When he was hired, he said, “We had eight, eight and a half, full-time people in editorial, and…whenever someone would move on to another job, they wouldn’t replace them,” he said. “I’d take what felt like the long walk to Josh Mamis’s office, and say, “Am I getting this position back?” and he’d just shake his head.”
Mamis fought to keep the paper at full strength, but said, “There was no argument we could make that we needed new investment. We couldn’t invest in our website or new reporters, because then we wouldn’t make the margins. Whatever we brought in–woosh, gone–it went straight out to Chicago.”
The issue wasn’t sustainability, Mamis said. “We made money. You didn’t have to cut staff to make money, it was the margins.”
By the time Bromage left, in 2009, the paper was down to just four full-time editorial staffers. The loss of reporters, photographers, designers, and editors was supposed to be covered by a buzzword that Virginia readers are seeing after Tronc’s latest acquisition: Coordination.

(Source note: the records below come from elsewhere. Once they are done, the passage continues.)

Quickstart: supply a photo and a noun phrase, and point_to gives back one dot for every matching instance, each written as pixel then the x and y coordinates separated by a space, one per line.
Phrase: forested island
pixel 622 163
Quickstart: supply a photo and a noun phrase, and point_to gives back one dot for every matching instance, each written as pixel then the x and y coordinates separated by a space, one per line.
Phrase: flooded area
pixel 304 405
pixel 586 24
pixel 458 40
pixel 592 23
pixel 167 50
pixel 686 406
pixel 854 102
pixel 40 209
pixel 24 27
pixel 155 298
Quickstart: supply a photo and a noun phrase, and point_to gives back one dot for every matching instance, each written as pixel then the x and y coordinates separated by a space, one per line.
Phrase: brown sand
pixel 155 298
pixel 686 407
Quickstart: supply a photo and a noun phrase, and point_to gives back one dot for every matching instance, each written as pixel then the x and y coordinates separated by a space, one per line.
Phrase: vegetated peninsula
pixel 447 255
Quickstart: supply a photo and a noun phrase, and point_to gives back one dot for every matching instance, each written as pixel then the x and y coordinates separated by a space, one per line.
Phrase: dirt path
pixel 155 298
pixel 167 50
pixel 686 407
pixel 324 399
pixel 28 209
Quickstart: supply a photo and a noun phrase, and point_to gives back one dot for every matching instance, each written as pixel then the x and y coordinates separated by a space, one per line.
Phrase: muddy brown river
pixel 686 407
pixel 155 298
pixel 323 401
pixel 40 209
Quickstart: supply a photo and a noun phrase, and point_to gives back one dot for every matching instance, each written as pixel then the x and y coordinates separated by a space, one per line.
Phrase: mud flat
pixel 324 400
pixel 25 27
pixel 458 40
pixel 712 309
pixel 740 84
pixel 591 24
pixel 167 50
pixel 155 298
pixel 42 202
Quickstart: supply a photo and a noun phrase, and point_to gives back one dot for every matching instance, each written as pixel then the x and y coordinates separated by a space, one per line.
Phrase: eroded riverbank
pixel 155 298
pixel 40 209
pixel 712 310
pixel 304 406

Along with the New Haven Advocate, Tribune had acquired its sister sites in Bridgeport and Hartford. The three alt-weeklies went from local control to consolidated control. “We use to share stories from time to time, evergreen stuff, but really, the papers produced their own stories that were local to their markets,” Bromage said. By 2009, though, a new executive editor had been hired to “sync up” all of the weekly coverage between the three papers, something that Bromage said accelerated the collapse of the Advocate.
Instead of individual editors and news teams, the papers shared stories and reporters, and Bromage said they “got smaller each week, and advertisers dropped off…It was less local, less compelling, and less interesting. It was clear that [Tribune] just wanted to wring out every cent from the advertising, they didn’t want to invest in local journalism.”

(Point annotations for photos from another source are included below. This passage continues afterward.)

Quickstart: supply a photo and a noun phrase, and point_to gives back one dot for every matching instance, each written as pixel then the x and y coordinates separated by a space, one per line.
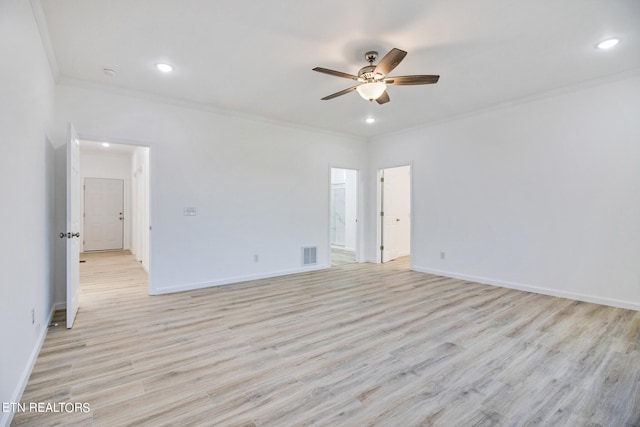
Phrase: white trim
pixel 41 22
pixel 237 279
pixel 506 104
pixel 7 417
pixel 535 289
pixel 67 81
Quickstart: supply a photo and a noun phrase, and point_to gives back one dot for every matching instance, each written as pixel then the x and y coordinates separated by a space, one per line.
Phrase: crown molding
pixel 549 94
pixel 64 80
pixel 41 22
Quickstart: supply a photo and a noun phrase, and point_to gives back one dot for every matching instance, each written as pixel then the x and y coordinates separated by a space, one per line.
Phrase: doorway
pixel 394 221
pixel 103 214
pixel 115 198
pixel 343 228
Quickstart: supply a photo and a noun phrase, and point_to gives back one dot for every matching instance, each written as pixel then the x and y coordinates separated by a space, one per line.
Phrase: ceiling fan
pixel 373 80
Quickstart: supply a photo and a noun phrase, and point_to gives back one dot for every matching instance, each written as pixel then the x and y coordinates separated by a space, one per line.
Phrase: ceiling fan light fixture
pixel 608 44
pixel 371 91
pixel 165 68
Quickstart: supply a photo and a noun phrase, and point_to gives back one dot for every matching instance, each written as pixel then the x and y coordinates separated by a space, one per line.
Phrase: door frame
pixel 379 209
pixel 357 244
pixel 123 217
pixel 150 196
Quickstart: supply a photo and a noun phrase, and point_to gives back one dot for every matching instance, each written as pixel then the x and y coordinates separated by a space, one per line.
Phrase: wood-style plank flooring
pixel 341 256
pixel 356 345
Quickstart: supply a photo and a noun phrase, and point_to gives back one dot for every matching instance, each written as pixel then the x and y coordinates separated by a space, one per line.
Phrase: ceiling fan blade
pixel 335 73
pixel 384 98
pixel 412 80
pixel 337 94
pixel 390 61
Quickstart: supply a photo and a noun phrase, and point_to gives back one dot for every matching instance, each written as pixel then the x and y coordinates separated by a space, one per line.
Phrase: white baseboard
pixel 231 280
pixel 535 289
pixel 7 417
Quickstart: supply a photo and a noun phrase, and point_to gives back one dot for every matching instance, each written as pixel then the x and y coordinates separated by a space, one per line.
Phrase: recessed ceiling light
pixel 608 44
pixel 165 68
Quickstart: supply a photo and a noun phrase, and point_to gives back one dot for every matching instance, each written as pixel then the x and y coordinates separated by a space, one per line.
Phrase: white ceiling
pixel 255 57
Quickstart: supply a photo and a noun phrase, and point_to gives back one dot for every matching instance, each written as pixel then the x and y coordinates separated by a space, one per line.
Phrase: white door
pixel 73 225
pixel 338 212
pixel 103 214
pixel 396 209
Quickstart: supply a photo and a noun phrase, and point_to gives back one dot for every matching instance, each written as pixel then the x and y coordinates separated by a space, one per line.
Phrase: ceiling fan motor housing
pixel 367 72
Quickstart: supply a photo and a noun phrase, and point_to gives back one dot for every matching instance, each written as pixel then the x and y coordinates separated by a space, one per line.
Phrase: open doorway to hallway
pixel 343 216
pixel 394 221
pixel 114 199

Like Mamis, Bromage no longer works as a journalist and didn’t want to make predictions specific to Tronc. Both men noted that the firm has been through multiple overhauls since they worked there. In general, though, he was skeptical about out-of-state ownership. “Local papers do great work because they’re there, they can make decisions based on conditions on the ground, not from a thousand miles away,” he said, adding, “I see journalism as a public trust, the idea that it should just be a for-profit enterprise doesn’t seem right.”
When asked what the acquisition might mean for Virginia media, Bromage was sympathetic but blunt. “I hope they don’t suffer the same fate, because it was pretty shitty.”
Mamis said he misses the Advocate and alt-weeklies in general, which have declined following consolidation and corporate buyouts of independent media. He said, “It used to be, if you visited a city for the first time, you’d go into a cafe and pick up the alt-weekly, and really get a sense for the city. Maybe it’s just my age, maybe people who are 25 years old don’t need that anymore, but it feels different now. You don’t get that sense of vibrancy.”
When asked how people can fight for their local media, Mamis said it was up to the outlets. “The local daily and the alt-weekly are things people love to hate. It’s hard to go from that to saying, ‘Oh, you better appreciate what you have before it’s gone.’ I don’t begrudge that, it’s human nature,” he said. “It’s really going to be up to the team at Style Weekly to be their own advocates and push hard.”
Bromage, who described himself as more happily balancing work and home life since leaving the field, had advice for reporters feeling squeezed. He said, “Keep doing the good work you’re doing, because it matters to the community, but at some point, if you’re just breaking your back to make your corporate overlords more money and they’re not supporting you, ask yourself, what am I doing?”